“Don’t let the colors overlap, whatever you do.”
Chaya looked up from her painting. Her daughter, Mimi, a precocious 5 year old, was standing quietly at the side of her desk issuing this directive.
“Mimi, I have to overlap the colors. I can’t make the painting without that happening - it won’t look nice.”
“Please, Mommy, don’t overlap the colors. It will be bad.”
“What have you been watching on TV? Some Halloween nonsense? It will be fine. I paint like this all the time. Colors smudge and smear and mix and definitely overlap. Go play now and I’ll call you when it’s time to help me cook dinner.”
Chaya smiled to herself as she watched her serious daughter reluctantly leave the studio. She picked up her brush again, loaded it with cobalt blue paint, and after hesitating for only a split second, laid down a bold smear of blue, partially covering the alizarin crimson she had put down before being interrupted.

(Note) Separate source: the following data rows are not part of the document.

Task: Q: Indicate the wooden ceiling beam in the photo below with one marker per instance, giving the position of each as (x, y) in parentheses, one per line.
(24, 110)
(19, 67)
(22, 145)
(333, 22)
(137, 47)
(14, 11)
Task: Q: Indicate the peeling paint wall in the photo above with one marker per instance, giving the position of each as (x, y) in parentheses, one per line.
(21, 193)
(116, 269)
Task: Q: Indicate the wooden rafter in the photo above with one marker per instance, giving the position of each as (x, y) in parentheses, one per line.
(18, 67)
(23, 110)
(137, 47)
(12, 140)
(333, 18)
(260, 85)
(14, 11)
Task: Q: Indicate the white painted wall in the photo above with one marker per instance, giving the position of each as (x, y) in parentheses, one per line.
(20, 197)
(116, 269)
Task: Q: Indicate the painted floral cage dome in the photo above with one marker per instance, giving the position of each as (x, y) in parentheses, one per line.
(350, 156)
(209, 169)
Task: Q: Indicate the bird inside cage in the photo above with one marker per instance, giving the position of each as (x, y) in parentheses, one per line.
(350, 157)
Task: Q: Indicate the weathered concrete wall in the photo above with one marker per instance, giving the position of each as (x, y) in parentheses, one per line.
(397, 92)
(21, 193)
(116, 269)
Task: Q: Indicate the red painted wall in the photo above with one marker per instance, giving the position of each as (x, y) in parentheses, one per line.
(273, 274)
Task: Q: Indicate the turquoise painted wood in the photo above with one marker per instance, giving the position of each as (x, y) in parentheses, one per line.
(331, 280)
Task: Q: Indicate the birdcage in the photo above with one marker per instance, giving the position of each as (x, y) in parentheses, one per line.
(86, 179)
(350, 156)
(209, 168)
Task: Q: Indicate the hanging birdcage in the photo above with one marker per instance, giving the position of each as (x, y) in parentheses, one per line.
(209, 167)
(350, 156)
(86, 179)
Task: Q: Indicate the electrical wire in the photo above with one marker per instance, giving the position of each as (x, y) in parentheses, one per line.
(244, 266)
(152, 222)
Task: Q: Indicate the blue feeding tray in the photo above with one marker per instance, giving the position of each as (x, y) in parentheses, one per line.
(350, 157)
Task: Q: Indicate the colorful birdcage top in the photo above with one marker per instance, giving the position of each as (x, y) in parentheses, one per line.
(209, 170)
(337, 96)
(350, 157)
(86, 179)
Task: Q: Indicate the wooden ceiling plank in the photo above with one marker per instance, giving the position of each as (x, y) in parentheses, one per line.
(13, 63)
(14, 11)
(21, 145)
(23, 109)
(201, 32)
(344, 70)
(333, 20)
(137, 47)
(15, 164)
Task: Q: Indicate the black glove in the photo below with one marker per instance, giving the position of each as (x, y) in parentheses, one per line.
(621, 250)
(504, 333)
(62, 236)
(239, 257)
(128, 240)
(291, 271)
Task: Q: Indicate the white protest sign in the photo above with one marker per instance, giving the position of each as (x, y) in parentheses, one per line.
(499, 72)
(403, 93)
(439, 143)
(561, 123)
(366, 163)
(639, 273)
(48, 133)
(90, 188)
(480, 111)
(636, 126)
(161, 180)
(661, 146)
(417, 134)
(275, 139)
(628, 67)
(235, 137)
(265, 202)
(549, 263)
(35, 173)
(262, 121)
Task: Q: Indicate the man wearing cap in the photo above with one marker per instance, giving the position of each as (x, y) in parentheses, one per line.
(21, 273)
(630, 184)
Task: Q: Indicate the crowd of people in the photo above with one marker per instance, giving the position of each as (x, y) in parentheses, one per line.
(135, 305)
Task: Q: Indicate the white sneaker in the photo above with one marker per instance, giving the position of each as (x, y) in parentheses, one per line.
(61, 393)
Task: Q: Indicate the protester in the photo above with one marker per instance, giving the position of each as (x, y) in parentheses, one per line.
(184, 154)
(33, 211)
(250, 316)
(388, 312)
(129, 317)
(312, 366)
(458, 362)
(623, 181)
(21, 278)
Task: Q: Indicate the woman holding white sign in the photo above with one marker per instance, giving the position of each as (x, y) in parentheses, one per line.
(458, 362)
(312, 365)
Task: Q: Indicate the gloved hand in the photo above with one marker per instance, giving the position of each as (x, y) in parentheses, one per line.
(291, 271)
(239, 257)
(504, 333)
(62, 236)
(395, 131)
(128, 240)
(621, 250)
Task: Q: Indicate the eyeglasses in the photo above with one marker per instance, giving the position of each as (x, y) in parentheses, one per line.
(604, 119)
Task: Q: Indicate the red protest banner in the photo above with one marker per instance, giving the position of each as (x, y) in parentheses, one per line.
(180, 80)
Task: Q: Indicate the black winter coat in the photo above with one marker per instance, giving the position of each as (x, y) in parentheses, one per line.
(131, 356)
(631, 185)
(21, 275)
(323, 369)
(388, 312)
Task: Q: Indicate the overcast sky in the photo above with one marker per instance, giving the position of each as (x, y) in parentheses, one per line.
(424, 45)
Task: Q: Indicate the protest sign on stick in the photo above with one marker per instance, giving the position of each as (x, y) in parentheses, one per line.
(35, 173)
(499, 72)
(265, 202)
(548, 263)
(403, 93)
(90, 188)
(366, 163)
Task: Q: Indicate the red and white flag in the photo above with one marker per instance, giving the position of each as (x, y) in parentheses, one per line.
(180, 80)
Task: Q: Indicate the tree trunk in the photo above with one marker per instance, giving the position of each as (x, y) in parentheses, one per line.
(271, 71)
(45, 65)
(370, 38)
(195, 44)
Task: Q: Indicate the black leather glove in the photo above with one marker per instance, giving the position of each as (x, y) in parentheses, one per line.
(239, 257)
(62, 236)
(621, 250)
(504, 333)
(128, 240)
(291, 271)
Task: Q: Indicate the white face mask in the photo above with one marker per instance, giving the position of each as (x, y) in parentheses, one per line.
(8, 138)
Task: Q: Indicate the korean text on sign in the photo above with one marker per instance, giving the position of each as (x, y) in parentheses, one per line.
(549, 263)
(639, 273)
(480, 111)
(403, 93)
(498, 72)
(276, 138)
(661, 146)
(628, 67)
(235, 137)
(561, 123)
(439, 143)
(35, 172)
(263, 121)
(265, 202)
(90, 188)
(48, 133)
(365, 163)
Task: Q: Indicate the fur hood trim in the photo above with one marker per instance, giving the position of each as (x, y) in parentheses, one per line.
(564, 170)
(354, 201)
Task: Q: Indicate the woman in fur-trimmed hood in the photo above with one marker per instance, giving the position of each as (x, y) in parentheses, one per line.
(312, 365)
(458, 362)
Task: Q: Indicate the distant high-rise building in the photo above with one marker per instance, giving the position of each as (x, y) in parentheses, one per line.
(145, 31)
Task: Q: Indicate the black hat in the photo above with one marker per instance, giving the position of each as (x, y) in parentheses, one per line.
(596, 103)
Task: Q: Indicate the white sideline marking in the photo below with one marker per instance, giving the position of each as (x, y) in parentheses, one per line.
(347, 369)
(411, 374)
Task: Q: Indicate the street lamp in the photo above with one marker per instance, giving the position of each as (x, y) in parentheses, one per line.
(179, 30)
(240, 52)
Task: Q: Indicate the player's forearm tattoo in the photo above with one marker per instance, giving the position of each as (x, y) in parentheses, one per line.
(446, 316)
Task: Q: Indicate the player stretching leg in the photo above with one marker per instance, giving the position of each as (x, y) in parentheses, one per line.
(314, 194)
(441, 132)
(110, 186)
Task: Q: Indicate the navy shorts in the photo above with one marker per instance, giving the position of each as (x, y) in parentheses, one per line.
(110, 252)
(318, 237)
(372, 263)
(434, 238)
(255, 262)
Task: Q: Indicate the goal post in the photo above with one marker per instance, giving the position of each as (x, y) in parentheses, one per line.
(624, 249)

As she cleaned her brush, she felt a wave of nausea and a rushing sound in her ears. For a split second the room seemed to go dark. As Chaya blinked her eyes back into focus she looked around, panicking at her growing disorientation.
Where was she? This wasn’t her studio or even her house. It didn’t look like anywhere. Chaya couldn’t make out any discernible objects. She appeared to be in a ditch in some post-apocalyptic landscape, red to the east and blue to the west.
“Meeeeeeee-meeeeeee!” Chaya screamed.
The fog that seemed to engulf her suddenly parted and her daughter, oversized like a giant, appeared above her.
“I told you not to overlap the colors, Mommy. I don’t know how you’re going to get out of that painting now.”